Reliance Infocomm and Tata Teleservices Ltd, the two CDMA-based telecom service providers, are locked in what industry observers are calling a cold war over signing interconnect agreements.
The two companies have not yet signed interconnect agreements and have not set up points of interconnect in 12 of the circles they operate in, leaving over 5.5 million users of both the service providers in the lurch.
Tata Tele had begun launching its services in these circles in November 2004 and completed the rollout in January this year.
In the normal course, interconnect agreements should have been in place as soon as the licence was issued and much before the physical rollout of the services.
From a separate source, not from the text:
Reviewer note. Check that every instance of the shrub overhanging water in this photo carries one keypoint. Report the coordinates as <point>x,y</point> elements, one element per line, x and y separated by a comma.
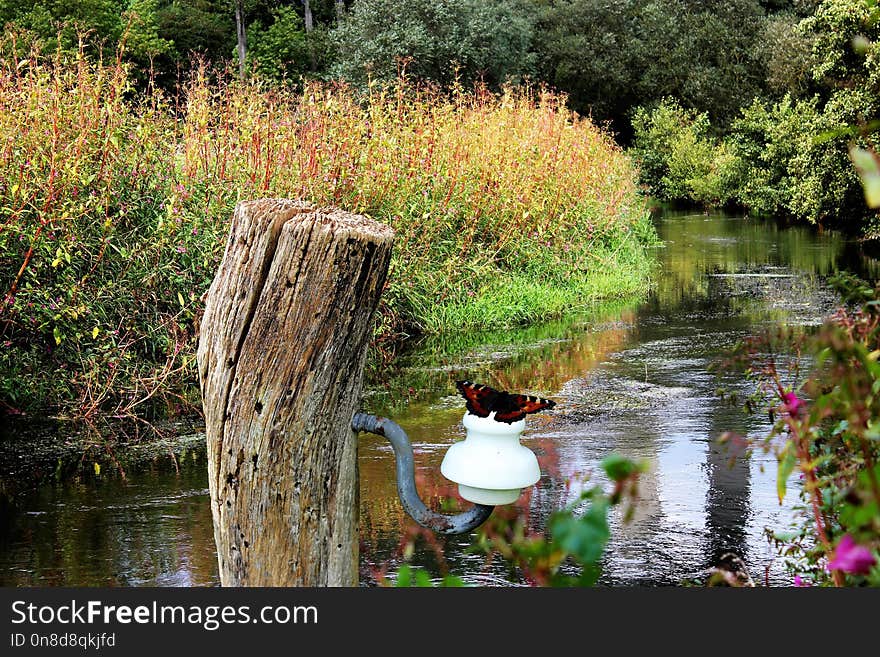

In these 12 circles, an Infocomm CDMA subscriber could not make or receive a call from a TTSL phone and vice-versa. A call made from either of the operator's phones failed to terminate at the other party's end, resulting in the death of the call, industry sources told Business Standard on Thursday.
Of the 23 circles spread across the country, Reliance Infocomm operates in 22 and Tata Tele in 20. The 12 circles are Bihar, Haryana, Himachal Pradesh, Kerala, Madhya Pradesh, Orissa, Punjab, Rajasthan, UP, UP (West), Kolkata and Bengal. Sources in both the companies confirmed that they had not signed the agreement and that negotiations had been on for some time.
They refused to give any reason for the delay in signing the agreement. The Tata group and Reliance had earlier locked horns over a bandwidth issue with the latter alleging that state-run VSNL was blocking bandwidth at the landing station end in Mumbai.